It was organised by the photographic society at Godsbanen and since it had not made it to our consciousness that we were supposed to bring an exposed black & white film, the first step was to quickly go and shoot 36+ photos of the architecture of this new place with the Diana Mini that I had brought (I had in fact also brought an exposed colour film but it turns out that developing such a bastard is a very different process).

Shooting with my Fish-Eye over the last year I’ve noticed the truth of spending more time on each photo when shooting analogue as opposed to digital: is the composition good, is it interesting, is it worth the 1/36th of a film? And during the weekend I noticed that developing a good print from a negative let me to be critical about it to an extend that would often not be matched in the digital setting: I spent more time picking which negatives to develop, how to frame them, how much contrast their needed, and so on.

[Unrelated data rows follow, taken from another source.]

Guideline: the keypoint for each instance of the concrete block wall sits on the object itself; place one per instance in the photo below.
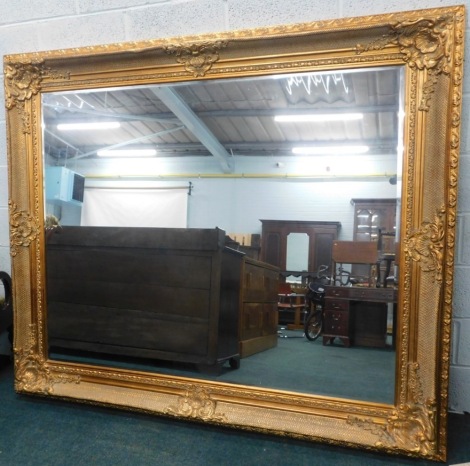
(31, 25)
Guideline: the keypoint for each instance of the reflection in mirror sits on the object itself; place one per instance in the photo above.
(297, 254)
(216, 157)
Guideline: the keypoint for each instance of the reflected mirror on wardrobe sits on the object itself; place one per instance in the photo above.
(302, 143)
(207, 106)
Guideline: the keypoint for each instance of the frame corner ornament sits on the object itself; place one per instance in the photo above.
(411, 427)
(425, 45)
(196, 403)
(32, 374)
(426, 245)
(23, 80)
(23, 228)
(197, 59)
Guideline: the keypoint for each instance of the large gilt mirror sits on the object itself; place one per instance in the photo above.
(170, 201)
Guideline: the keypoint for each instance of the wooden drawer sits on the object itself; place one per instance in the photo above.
(337, 304)
(336, 323)
(372, 294)
(337, 291)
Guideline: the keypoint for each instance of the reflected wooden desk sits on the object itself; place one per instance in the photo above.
(358, 315)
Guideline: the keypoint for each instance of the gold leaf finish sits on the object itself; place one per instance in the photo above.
(428, 46)
(197, 58)
(425, 45)
(411, 427)
(197, 404)
(32, 374)
(22, 81)
(23, 229)
(426, 245)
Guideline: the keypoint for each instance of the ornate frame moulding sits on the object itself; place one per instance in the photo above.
(428, 45)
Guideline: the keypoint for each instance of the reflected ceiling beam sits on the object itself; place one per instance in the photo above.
(63, 141)
(166, 118)
(128, 142)
(169, 118)
(247, 149)
(192, 122)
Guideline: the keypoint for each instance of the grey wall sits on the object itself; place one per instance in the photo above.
(30, 25)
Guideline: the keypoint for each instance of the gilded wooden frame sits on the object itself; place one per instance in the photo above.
(429, 44)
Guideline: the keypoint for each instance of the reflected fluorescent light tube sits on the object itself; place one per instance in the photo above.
(127, 153)
(319, 117)
(88, 125)
(336, 150)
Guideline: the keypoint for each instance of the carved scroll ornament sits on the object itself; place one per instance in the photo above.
(197, 58)
(411, 426)
(23, 229)
(197, 404)
(425, 45)
(32, 374)
(426, 245)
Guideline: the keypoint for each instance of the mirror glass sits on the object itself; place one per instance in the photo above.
(224, 154)
(297, 253)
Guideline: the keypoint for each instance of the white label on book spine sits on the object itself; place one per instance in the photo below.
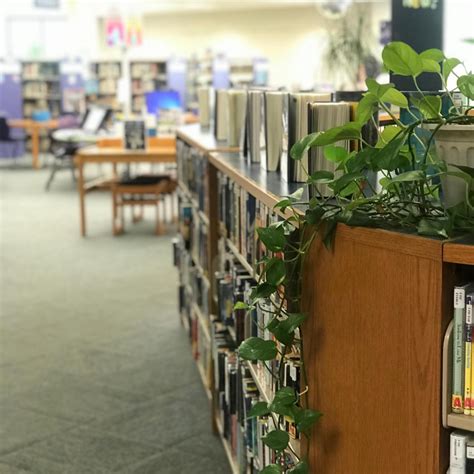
(469, 314)
(459, 296)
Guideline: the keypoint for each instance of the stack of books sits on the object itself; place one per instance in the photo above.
(462, 399)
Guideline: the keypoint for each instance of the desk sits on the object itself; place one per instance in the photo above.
(34, 127)
(94, 154)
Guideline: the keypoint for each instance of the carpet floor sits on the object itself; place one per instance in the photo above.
(96, 373)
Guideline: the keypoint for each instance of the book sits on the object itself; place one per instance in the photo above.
(255, 135)
(204, 97)
(237, 105)
(468, 357)
(457, 454)
(276, 132)
(470, 455)
(321, 117)
(298, 128)
(458, 346)
(221, 120)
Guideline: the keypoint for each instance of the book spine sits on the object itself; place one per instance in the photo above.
(458, 346)
(468, 358)
(457, 458)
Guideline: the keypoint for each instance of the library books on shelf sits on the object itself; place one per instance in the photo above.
(379, 307)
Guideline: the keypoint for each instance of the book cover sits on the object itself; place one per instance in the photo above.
(458, 347)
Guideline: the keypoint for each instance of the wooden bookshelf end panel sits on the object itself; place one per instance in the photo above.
(373, 346)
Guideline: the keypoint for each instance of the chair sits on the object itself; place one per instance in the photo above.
(10, 147)
(65, 147)
(152, 189)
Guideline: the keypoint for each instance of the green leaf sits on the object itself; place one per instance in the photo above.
(378, 90)
(299, 149)
(429, 65)
(433, 228)
(392, 96)
(387, 135)
(345, 180)
(242, 305)
(466, 85)
(277, 440)
(301, 468)
(322, 177)
(275, 271)
(448, 65)
(262, 290)
(402, 59)
(334, 153)
(414, 175)
(366, 108)
(434, 54)
(293, 321)
(306, 418)
(349, 131)
(258, 409)
(272, 237)
(429, 106)
(313, 216)
(271, 469)
(255, 348)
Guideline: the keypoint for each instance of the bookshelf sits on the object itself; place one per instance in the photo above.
(105, 76)
(379, 307)
(145, 76)
(41, 87)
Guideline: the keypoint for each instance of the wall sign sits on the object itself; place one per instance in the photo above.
(135, 135)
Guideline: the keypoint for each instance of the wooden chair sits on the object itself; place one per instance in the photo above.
(145, 190)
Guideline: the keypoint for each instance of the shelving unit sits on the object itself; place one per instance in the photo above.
(41, 87)
(145, 76)
(379, 305)
(105, 76)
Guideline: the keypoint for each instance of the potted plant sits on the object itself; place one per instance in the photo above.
(408, 198)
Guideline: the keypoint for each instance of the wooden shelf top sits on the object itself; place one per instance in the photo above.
(202, 139)
(266, 186)
(459, 251)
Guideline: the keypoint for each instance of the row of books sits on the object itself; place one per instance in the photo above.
(265, 124)
(461, 459)
(463, 353)
(192, 172)
(240, 214)
(236, 393)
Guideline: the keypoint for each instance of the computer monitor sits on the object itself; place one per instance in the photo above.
(162, 100)
(94, 119)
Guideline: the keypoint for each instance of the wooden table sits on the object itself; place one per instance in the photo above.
(94, 154)
(34, 127)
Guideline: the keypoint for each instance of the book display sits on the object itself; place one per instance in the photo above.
(225, 198)
(145, 76)
(103, 84)
(41, 88)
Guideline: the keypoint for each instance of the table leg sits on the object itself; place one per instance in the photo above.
(35, 146)
(82, 196)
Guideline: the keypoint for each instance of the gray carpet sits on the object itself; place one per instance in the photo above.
(96, 374)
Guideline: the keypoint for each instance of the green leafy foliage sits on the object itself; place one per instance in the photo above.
(271, 469)
(300, 468)
(255, 348)
(466, 85)
(277, 440)
(258, 409)
(402, 59)
(272, 237)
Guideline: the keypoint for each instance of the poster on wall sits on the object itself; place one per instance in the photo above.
(134, 135)
(114, 31)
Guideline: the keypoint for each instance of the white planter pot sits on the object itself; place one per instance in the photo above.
(455, 145)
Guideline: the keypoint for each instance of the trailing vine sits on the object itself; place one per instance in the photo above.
(408, 197)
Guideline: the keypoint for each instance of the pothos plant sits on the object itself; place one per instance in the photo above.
(407, 198)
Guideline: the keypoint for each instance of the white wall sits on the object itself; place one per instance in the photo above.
(292, 38)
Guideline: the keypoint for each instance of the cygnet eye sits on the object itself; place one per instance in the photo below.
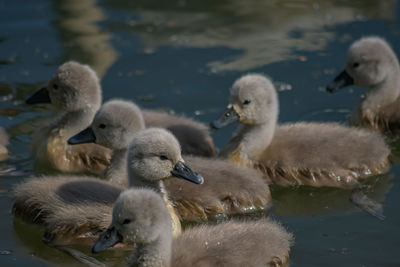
(246, 102)
(163, 157)
(126, 221)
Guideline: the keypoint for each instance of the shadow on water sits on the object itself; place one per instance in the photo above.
(309, 201)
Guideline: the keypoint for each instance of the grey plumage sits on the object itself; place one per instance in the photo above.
(139, 217)
(372, 62)
(75, 91)
(315, 154)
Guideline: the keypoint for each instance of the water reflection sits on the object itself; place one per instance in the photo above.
(308, 201)
(83, 39)
(264, 31)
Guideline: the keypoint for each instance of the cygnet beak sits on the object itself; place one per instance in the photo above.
(229, 116)
(342, 80)
(85, 136)
(108, 239)
(181, 170)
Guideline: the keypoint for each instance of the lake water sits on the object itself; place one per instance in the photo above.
(183, 56)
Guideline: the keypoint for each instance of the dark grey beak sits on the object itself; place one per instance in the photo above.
(108, 239)
(85, 136)
(41, 96)
(183, 171)
(229, 116)
(342, 80)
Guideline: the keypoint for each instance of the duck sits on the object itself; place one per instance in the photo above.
(302, 153)
(75, 91)
(371, 62)
(139, 217)
(227, 189)
(76, 209)
(4, 141)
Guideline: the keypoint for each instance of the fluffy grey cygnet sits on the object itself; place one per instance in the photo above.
(193, 136)
(76, 209)
(140, 217)
(314, 154)
(75, 91)
(372, 62)
(113, 126)
(227, 189)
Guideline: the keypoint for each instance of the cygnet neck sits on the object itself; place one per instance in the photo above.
(72, 122)
(116, 172)
(384, 92)
(156, 253)
(256, 138)
(156, 185)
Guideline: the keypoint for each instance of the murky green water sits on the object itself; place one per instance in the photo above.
(184, 55)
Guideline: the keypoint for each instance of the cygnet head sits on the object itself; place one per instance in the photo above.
(155, 154)
(113, 126)
(253, 101)
(139, 216)
(73, 87)
(369, 61)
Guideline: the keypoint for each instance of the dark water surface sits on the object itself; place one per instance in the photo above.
(184, 55)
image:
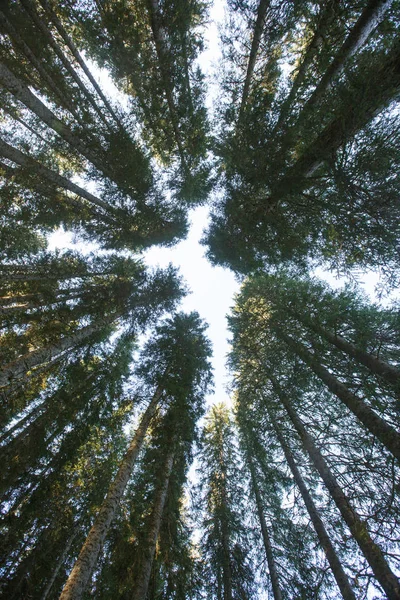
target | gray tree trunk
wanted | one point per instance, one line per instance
(374, 364)
(14, 85)
(142, 582)
(17, 369)
(384, 432)
(87, 559)
(255, 44)
(59, 564)
(367, 22)
(50, 176)
(68, 41)
(357, 526)
(324, 539)
(31, 10)
(264, 530)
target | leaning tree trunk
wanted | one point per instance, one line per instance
(22, 93)
(384, 432)
(367, 22)
(357, 526)
(264, 530)
(328, 13)
(323, 537)
(255, 44)
(377, 366)
(31, 10)
(53, 178)
(382, 87)
(17, 369)
(69, 43)
(142, 581)
(163, 58)
(86, 561)
(59, 564)
(18, 41)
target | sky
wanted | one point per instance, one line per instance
(212, 288)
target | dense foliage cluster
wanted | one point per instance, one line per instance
(114, 482)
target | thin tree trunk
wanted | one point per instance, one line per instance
(31, 10)
(17, 369)
(326, 17)
(382, 87)
(24, 95)
(59, 564)
(324, 539)
(264, 530)
(255, 44)
(87, 559)
(377, 366)
(367, 22)
(69, 43)
(384, 432)
(50, 176)
(358, 528)
(142, 582)
(225, 537)
(19, 42)
(162, 54)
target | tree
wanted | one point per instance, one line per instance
(267, 309)
(227, 562)
(179, 382)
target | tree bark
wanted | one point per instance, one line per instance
(162, 54)
(327, 15)
(31, 10)
(50, 176)
(358, 528)
(255, 44)
(69, 43)
(366, 23)
(381, 87)
(24, 95)
(17, 369)
(87, 559)
(19, 42)
(59, 564)
(324, 539)
(264, 530)
(377, 366)
(142, 582)
(384, 432)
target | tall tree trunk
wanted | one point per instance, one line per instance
(87, 559)
(264, 530)
(50, 176)
(358, 528)
(59, 564)
(24, 95)
(255, 44)
(366, 23)
(382, 87)
(328, 13)
(142, 582)
(162, 53)
(18, 42)
(324, 539)
(374, 364)
(69, 43)
(385, 433)
(31, 10)
(17, 369)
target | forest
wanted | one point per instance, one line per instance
(120, 478)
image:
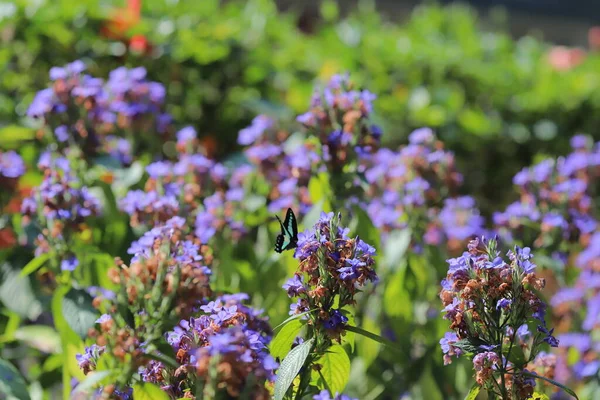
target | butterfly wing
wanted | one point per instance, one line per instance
(291, 227)
(280, 243)
(288, 238)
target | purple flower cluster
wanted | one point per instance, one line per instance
(406, 186)
(229, 333)
(87, 360)
(325, 395)
(555, 202)
(331, 264)
(284, 169)
(339, 118)
(457, 221)
(83, 110)
(579, 308)
(59, 206)
(489, 301)
(207, 194)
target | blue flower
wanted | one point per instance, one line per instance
(294, 286)
(69, 263)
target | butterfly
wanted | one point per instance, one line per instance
(288, 238)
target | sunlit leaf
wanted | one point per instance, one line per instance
(290, 367)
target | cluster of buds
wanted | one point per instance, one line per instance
(12, 168)
(325, 395)
(578, 310)
(166, 280)
(61, 207)
(205, 193)
(332, 269)
(225, 348)
(555, 205)
(339, 117)
(405, 188)
(78, 109)
(284, 169)
(490, 303)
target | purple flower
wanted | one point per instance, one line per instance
(503, 304)
(324, 395)
(104, 318)
(11, 165)
(159, 169)
(336, 318)
(551, 340)
(69, 263)
(186, 134)
(294, 286)
(421, 136)
(580, 142)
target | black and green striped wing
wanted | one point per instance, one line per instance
(288, 238)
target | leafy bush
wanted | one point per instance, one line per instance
(489, 98)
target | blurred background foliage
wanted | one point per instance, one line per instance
(490, 98)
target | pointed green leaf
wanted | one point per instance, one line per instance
(12, 384)
(78, 311)
(91, 380)
(368, 349)
(41, 337)
(34, 265)
(472, 395)
(17, 294)
(553, 382)
(282, 343)
(335, 369)
(290, 367)
(293, 317)
(148, 391)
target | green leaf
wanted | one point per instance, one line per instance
(396, 299)
(551, 381)
(540, 396)
(372, 336)
(41, 337)
(34, 265)
(335, 369)
(311, 217)
(363, 227)
(148, 391)
(91, 380)
(282, 343)
(318, 187)
(17, 294)
(349, 337)
(368, 349)
(395, 247)
(170, 361)
(78, 311)
(290, 367)
(12, 384)
(12, 135)
(472, 395)
(293, 317)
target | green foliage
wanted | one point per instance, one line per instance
(282, 342)
(12, 384)
(335, 369)
(148, 391)
(479, 90)
(78, 311)
(289, 368)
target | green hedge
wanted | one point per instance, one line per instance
(490, 98)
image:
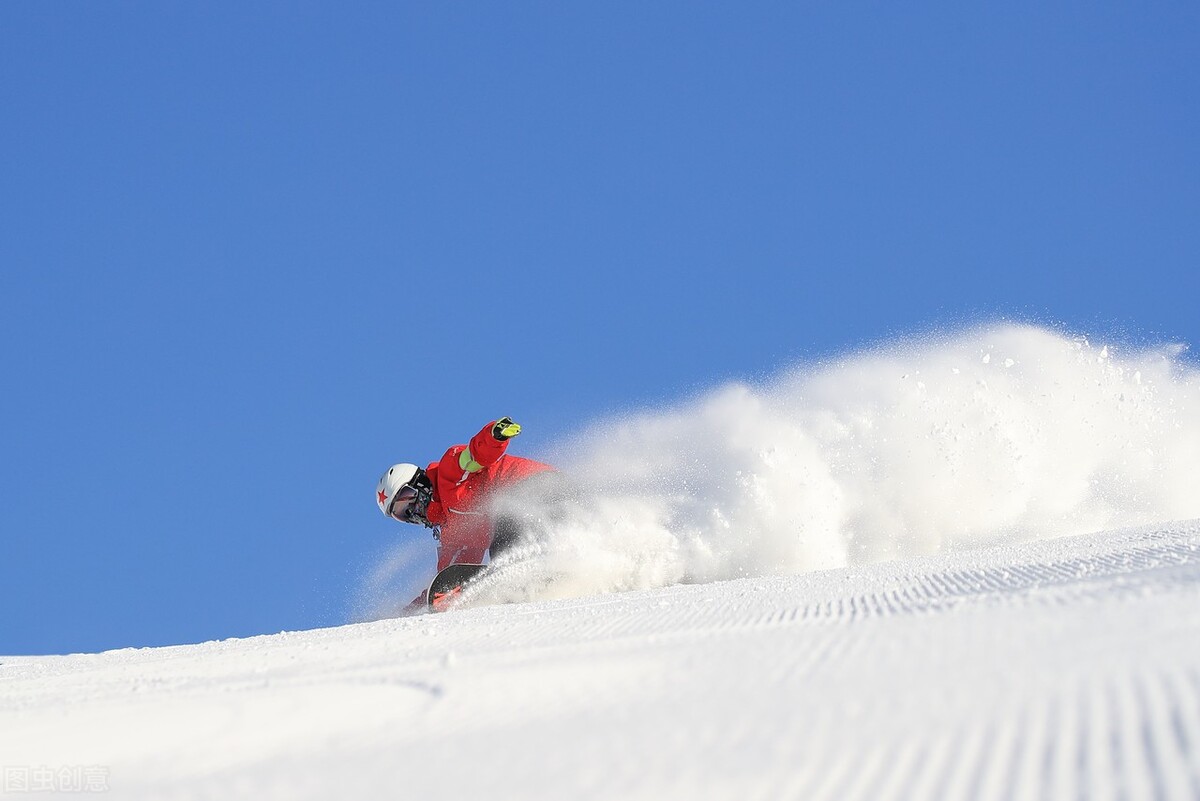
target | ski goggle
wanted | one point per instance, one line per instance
(403, 504)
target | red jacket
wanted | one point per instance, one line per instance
(463, 481)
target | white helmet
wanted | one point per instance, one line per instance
(405, 482)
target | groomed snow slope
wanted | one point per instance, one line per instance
(1060, 669)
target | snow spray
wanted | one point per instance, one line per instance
(999, 434)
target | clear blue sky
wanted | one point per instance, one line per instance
(253, 253)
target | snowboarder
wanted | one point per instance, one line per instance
(454, 495)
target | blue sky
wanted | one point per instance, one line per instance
(253, 253)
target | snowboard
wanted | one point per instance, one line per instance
(448, 584)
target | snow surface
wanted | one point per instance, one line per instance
(1056, 669)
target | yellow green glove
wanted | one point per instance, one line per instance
(505, 428)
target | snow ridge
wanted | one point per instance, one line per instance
(1063, 668)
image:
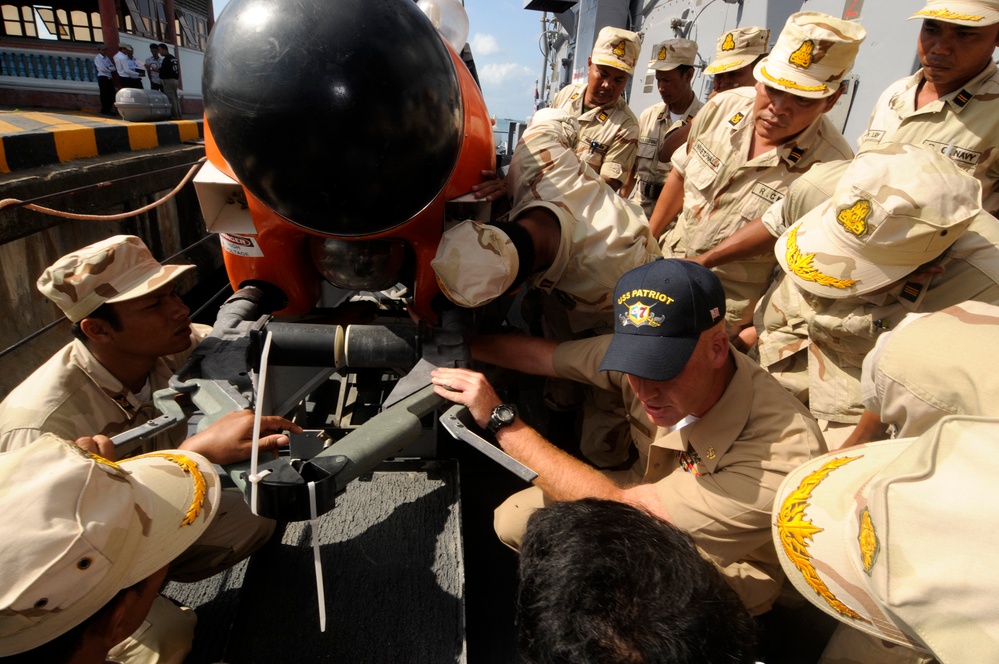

The slower process of waiting 5min between seeing the result of each new try-out might be part of the reason. So may the general atmosphere in the dark room without distractions to take away your focus. Time stops a bit and leads to an anticipation and excitement every time a print magically appears in the developer bath.

I was actually a bit surprised by how involved the process is. First off, the process involves more steps than I imagined. But perhaps more interesting was that the technique and tricks that one need to master to make good prints seems hard to teach but have to be discovered over time; a lot more hand-waving and good old experience. Naturally, you appreciate the printing even more afterwards, to the extend where it seems you can admire the print without liking the photo.

Finally, the result of a weekend’s work:

I’ve heard before that digital cameras even today have a hard time matching the dynamic range of film, and while it’s perhaps not clear from the digital reproductions above, the prints impressed me in terms of how much details there seems to be in the sky and shadows at the same time.